It was this interest in intentionality that inspired him to return to academia. “I’d had a successful career, so I thought: what am I going to do next? I had these observations that, in my opinion, very much diverged from orthodox finance theory and current thinking about decision-making.” So he decided to go back to academia and give those observations explanatory power.
“My intention was always to apply sociology to finance,” says Wardrop, whose academic research interests include alternative forms of finance for SME and middle market firms and the sociology of financial decision-making. “I joined the Finance & Accounting subject group soon after arriving, and that led to me proposing the creation of the Cambridge Centre for Alternative Finance (CCAF).”

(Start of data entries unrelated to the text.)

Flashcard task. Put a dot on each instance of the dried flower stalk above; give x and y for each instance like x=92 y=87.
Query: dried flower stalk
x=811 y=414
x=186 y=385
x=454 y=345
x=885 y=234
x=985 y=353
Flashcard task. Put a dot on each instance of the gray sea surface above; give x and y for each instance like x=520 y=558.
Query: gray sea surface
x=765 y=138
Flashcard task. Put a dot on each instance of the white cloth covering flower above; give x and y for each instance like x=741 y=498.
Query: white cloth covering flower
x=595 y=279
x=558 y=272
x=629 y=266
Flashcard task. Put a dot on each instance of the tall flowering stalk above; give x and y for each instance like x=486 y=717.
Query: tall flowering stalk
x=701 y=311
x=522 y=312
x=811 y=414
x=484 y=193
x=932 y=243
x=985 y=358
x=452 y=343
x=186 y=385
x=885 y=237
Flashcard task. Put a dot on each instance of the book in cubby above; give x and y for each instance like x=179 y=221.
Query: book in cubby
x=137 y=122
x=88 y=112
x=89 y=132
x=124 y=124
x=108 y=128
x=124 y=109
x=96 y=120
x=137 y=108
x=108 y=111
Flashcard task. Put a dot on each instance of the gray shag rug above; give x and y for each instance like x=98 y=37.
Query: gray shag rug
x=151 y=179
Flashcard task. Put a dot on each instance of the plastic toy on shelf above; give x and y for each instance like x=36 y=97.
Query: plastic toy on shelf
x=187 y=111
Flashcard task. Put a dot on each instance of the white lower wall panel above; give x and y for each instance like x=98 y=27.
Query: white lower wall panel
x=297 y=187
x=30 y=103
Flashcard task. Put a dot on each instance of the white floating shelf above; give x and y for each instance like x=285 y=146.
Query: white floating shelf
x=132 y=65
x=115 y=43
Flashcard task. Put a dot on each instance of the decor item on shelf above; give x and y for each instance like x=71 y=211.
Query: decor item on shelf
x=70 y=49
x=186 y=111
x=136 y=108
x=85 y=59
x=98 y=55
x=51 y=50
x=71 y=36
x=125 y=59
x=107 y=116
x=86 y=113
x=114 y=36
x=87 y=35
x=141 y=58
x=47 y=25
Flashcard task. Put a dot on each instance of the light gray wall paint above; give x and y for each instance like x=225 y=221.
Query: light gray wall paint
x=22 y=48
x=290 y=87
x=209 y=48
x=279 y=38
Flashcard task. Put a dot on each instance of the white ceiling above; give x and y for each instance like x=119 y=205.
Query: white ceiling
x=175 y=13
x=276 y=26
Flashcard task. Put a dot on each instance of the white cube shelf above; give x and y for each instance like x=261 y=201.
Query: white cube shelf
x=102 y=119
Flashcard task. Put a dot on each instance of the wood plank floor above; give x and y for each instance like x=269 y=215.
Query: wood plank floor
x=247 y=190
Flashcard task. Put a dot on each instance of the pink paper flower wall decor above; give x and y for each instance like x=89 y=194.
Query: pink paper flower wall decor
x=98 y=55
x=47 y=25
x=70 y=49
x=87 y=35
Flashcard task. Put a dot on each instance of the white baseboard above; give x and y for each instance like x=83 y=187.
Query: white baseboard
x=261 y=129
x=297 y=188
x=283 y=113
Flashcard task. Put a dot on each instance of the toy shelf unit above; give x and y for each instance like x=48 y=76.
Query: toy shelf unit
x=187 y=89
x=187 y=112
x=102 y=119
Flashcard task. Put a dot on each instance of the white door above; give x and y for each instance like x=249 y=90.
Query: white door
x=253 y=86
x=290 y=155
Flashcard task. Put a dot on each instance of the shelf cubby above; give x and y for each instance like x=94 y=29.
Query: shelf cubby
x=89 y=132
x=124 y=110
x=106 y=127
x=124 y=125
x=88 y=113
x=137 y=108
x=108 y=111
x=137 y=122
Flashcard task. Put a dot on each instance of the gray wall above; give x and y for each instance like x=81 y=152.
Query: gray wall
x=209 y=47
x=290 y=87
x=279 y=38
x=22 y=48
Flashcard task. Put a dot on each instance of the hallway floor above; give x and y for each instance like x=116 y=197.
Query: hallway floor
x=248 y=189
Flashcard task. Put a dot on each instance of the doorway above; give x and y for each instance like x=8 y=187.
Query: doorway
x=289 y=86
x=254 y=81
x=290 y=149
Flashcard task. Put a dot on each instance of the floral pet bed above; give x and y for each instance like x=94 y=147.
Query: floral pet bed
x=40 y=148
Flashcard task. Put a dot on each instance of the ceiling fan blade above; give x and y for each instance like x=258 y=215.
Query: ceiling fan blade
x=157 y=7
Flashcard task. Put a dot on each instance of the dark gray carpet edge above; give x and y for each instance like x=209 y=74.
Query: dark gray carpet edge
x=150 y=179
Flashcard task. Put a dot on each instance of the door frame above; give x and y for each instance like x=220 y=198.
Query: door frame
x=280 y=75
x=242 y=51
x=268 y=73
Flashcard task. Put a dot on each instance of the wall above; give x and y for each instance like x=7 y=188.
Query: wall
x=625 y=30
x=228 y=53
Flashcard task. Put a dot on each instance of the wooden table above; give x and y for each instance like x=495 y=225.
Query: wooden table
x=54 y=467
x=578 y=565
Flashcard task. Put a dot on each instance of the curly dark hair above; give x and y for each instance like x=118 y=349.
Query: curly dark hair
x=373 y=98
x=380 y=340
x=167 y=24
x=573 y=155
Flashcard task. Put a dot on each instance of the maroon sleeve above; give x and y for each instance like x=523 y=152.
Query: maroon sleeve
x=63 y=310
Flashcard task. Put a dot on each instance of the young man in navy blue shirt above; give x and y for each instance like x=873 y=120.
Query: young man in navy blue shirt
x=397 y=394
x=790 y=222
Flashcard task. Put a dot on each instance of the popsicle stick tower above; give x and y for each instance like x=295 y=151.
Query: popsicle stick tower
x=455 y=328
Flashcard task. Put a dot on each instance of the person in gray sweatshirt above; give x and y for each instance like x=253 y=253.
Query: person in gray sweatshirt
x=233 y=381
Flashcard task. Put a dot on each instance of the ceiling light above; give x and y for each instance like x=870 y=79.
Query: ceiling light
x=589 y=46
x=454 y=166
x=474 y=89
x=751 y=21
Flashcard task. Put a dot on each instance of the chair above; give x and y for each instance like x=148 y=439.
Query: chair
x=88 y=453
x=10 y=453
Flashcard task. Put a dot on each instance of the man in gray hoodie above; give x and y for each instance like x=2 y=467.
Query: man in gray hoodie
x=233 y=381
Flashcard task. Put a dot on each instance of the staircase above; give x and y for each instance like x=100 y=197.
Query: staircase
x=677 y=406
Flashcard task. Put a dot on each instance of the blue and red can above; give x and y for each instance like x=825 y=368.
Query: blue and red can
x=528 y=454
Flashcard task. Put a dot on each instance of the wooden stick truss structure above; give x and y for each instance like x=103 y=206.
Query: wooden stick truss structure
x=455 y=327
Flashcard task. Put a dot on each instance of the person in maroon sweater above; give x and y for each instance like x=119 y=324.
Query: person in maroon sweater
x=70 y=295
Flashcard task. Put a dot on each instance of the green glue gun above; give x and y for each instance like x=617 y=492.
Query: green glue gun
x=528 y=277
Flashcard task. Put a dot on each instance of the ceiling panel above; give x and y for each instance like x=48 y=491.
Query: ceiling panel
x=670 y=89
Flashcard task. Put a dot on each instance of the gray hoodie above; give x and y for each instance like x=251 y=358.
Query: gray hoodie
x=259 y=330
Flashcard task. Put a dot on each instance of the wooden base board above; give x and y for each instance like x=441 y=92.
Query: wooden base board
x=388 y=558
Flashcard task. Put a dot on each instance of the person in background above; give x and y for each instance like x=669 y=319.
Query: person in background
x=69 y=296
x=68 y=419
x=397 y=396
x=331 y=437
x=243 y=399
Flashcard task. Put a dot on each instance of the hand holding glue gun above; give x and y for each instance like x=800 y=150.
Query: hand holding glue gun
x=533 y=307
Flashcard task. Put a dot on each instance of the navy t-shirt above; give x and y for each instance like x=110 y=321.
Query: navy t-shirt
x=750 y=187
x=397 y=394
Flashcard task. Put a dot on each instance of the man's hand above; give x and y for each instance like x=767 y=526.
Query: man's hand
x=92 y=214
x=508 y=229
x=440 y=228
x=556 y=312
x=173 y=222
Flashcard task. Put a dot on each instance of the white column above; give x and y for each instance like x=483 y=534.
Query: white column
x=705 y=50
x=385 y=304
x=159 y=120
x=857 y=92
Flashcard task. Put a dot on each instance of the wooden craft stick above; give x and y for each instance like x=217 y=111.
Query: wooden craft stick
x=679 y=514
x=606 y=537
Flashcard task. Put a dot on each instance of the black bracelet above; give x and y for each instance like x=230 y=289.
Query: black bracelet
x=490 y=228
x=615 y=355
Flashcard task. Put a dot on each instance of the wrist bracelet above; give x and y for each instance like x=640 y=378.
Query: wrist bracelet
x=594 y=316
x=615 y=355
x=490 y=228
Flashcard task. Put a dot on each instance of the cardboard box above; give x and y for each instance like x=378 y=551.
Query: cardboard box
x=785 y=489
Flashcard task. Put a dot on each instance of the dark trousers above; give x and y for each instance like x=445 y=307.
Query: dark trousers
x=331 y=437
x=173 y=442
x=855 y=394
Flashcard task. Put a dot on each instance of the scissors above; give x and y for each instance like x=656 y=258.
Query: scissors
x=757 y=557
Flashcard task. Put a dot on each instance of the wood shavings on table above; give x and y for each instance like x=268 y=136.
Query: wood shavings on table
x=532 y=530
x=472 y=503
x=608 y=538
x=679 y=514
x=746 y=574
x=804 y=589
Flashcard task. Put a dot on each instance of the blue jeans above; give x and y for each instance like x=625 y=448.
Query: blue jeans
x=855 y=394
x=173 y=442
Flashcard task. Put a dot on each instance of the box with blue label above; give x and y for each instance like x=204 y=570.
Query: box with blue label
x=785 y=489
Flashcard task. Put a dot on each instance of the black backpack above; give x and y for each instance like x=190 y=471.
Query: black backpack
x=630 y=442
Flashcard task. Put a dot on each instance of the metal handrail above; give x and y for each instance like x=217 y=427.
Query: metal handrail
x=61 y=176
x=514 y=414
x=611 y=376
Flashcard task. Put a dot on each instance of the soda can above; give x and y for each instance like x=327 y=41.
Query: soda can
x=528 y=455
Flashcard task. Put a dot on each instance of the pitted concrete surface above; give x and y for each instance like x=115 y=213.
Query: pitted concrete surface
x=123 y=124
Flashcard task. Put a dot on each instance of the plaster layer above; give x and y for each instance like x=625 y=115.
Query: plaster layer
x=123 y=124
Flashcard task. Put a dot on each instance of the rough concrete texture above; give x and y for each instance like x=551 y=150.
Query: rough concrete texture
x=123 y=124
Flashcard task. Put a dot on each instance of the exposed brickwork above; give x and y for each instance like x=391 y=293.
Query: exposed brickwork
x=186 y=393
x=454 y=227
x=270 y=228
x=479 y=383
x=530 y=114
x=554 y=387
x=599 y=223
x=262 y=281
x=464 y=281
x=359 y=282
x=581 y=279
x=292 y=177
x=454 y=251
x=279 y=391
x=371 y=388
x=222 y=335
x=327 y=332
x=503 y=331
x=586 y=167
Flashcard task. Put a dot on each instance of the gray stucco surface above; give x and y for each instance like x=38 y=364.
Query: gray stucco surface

CCAF was founded in January 2015. It is the first such centre to open worldwide and it was needed, says Wardrop, because we are in a period of structural change, not cyclical change. “The changes that are underway in the banking system and the way in which finance is provisioned are permanent.”
Given that alternative finance is a social phenomenon driven by technological change, it was crucial for the centre to be interdisciplinary in nature. “If you look at this only in terms of quantitative finance, or only in terms of technology, then you simply won’t get it.”
Wardrop has also lived in Paris, Amsterdam, Brussels and New York. He says he felt at home in Cambridge straight away. “It’s really quite a special place. I was surprised by just how accessible people are in other departments and disciplines if you approach them in a collaborative way.” The father-of-three (one son, two daughters) still spends a generous portion of time in the French mountains and counts cycling and skiing, especially ski-touring, among his favourite pastimes. He also has non-executive roles on a number of boards.
His doctoral research examines the phenomenon of mini-bonds: bonds issued by small and medium-sized companies directly to individual investors. He asks why they have been issued in a much larger volume in Germany than in the UK since the financial crisis. “The explanation is partly because German small- and medium-sized firms, known collectively as the Mittelstand, are deeply trusted by their communities, so the average person in Germany is much more willing to lend to them. By contrast, the average UK investor does not have a similar level of trust in small and medium-sized UK firms.”
“Alternative credit analytics are emerging that use new forms of data, such as Reddit’s system of Internet karma points,” he continues. “The banks have no advantage as incumbents. They may even be at a disadvantage if these new forms of lending are producing high levels of predictive power. Maybe the new guys will reach the point where they can assess credit better than the existing banks and so will turn the whole system upside down.”
To date, CCAF’s research has been cited by the Ministries of Finance in Germany and Finland, the European Commission and multiple branches of the UK government. “This evidences a need for either legislative change or additional research work in deeper areas, within or on behalf of policy makers,” says Wardrop, whose immediate career goals are to finish his PhD and to build on CCAF’s initial successes. “This has probably been the most satisfying professional thing I’ve ever done – and I say that after 30 years in industry.”